Another challenge in Lone Star quilts are the Y seams. See the U-tube directions of Kaye Wood on this subject. When the seams are done well they lie flat and lovely as in the following close-up of the same quilt.
I love Asian fabric and I had these wonderful birds. I chopped the fabric to pieces, cut out the bird motifs and attached them with needle-turn appliqué. If you like handwork you can spend a lot of time doing this. I wasn't exceedingly precise because my plan was to quilt over the edges to blend them into the background. That plan worked out very well.
I mentioned that I love fussy cutting so I put the center together with eight triangles cut exactingly the same. It is important to sew the center points carefully to the place where seam allowances come together. If you press the seams all the same way they nest together on the back and form a flat, unseen flower. This presents another problem if you have open seams at the Y-seams. Somewhere you have to let the seams change direction and press. Some people say this is a no-no, but others find it doesn't affect the finished product. I have done it many times and am comfortable doing it. After all, you want both the center and the Y-seams to be perfect. Here is a close-up of the center kaleidoscope.

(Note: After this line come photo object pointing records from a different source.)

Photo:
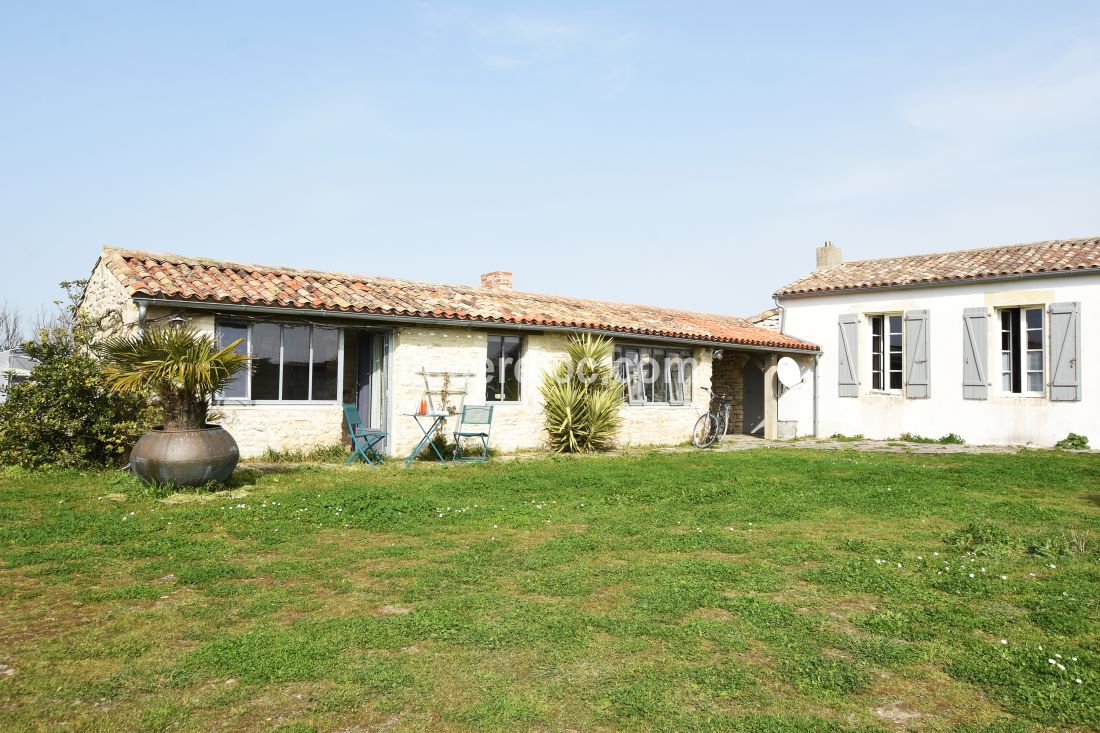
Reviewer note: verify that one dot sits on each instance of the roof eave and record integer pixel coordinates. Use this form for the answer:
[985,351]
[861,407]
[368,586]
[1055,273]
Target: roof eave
[934,283]
[217,305]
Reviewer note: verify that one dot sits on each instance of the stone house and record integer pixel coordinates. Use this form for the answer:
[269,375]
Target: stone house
[990,343]
[321,339]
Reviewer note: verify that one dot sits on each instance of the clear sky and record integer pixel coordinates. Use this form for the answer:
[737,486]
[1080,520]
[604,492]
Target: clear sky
[690,154]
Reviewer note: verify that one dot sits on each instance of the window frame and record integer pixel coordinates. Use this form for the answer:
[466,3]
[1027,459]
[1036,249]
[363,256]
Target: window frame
[519,381]
[886,350]
[625,367]
[248,324]
[1021,346]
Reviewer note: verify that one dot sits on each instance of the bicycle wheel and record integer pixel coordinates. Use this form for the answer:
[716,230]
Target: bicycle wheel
[706,431]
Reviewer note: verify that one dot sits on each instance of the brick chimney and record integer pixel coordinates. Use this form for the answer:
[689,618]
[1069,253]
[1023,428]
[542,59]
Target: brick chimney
[497,281]
[828,256]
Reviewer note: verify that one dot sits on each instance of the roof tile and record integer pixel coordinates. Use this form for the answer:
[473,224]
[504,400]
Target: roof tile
[175,277]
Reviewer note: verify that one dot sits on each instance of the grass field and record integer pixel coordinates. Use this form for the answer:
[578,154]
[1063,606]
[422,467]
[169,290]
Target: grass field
[750,591]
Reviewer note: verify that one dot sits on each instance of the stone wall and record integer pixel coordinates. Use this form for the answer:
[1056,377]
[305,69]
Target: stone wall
[108,303]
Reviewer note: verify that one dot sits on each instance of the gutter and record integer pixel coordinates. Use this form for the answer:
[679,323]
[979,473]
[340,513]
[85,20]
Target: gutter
[420,320]
[938,283]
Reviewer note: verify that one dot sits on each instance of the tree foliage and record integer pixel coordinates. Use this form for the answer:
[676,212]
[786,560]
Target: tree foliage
[581,398]
[65,414]
[182,367]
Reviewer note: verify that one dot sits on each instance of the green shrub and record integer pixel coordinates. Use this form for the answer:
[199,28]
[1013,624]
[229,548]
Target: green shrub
[1073,441]
[581,398]
[66,415]
[949,439]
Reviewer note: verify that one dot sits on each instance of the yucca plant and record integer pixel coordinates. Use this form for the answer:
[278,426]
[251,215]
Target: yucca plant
[581,398]
[182,367]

At this point I was just beginning to learn to machine quilt. I did 1/4 inch lines in each diamond, breaking thread in every one. It was insane, and I thought I would wear out the quilt turning it four times for each diamond. The borders were also done with 1/4 inch straight lines. The black background was medium stippling. I am told that is a very difficult way to start, but I didn't know it at the time. By the time I finished this quilt I had just about decided I never wanted to machine quilt ever again. That has changed as you will see in future posts.